ACI has begun a campaign called AirportsUnited “Beyond the Runway” coalition. Why? Who else?
Aviation issues are well understood by those within the industry, even though some of that knowledge is developed in the course of incessant internecine debate. Airplanes generate jobs in the service, hospitality, manufacturing, construction, professional and other sectors. Those natural allies seem to have a dearth of information about NextGen, FAA financing/taxes, safety compliance/enforcement, controller training/staffing, airspace and runway capacity, the processes/costs of construction at airports, PFCs, TSA fees, contract towers and the like.
That means when, for example, Congress is considering reauthorization of the FAA (affecting all of the specific issues mentioned in the previous paragraph), it will be difficult or without greater education/outreach to expand the base of support outside of aviation.
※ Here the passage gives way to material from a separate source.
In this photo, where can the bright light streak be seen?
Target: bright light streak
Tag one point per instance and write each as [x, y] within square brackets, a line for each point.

It takes a lot of time to explain the merits of full funding of NextGen and then to describe why it is important and justified to increase the funds from the General Revenues and not to increase taxes placed on aviation users. The values of PFCs (or not) is not intuitive and requires a thorough briefing. Here is a brief review of other efforts to create coalitions:
- · ACI’s program is called AirportsUnited “Beyond the Runway” coalition.
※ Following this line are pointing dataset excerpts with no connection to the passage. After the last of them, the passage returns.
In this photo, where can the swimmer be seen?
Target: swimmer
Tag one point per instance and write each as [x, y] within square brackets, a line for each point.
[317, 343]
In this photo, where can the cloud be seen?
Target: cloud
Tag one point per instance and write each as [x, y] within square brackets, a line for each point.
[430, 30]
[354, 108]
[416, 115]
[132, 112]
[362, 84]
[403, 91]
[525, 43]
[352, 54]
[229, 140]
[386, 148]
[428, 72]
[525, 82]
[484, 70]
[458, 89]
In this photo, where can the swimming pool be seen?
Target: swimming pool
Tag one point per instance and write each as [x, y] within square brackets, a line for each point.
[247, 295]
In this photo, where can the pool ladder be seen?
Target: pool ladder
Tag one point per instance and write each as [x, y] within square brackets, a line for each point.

- · NBAA and GAMA have “No Plane, No Gain”, an educational program.
- · The Alliance for Aviation Across America is coalition of more than thirty trade groups including AOPA, AAAE, ASHTO, EAA, HAI, NATA, NBAA , NASAO and a large number of rural/agricultural organizations.
- · A4A touts its perspective through its National Airline Policy.
- · The Second to None group is an adjunct to AIA and the website states its goal is to “unite America’s aerospace and defense workers, active and retired military personnel and broad supporters of national security, aviation and space in a common cause to preserve America’s role as the global leader in aerospace and defense.”
- · ALPA, the IAM and other unions network through the AFL/CIO for added clout.
Likely there are other grassroots efforts created by other sectors of the aviation industry.
Each of the outreach groups mentioned has its own agenda and are developing support through their efforts. There some commonalities among their lists, but unfortunately there is no visible unanimous consensus on the major issues. Consequently, it will be interesting to see how the Congress responds to these multiple grassroots efforts.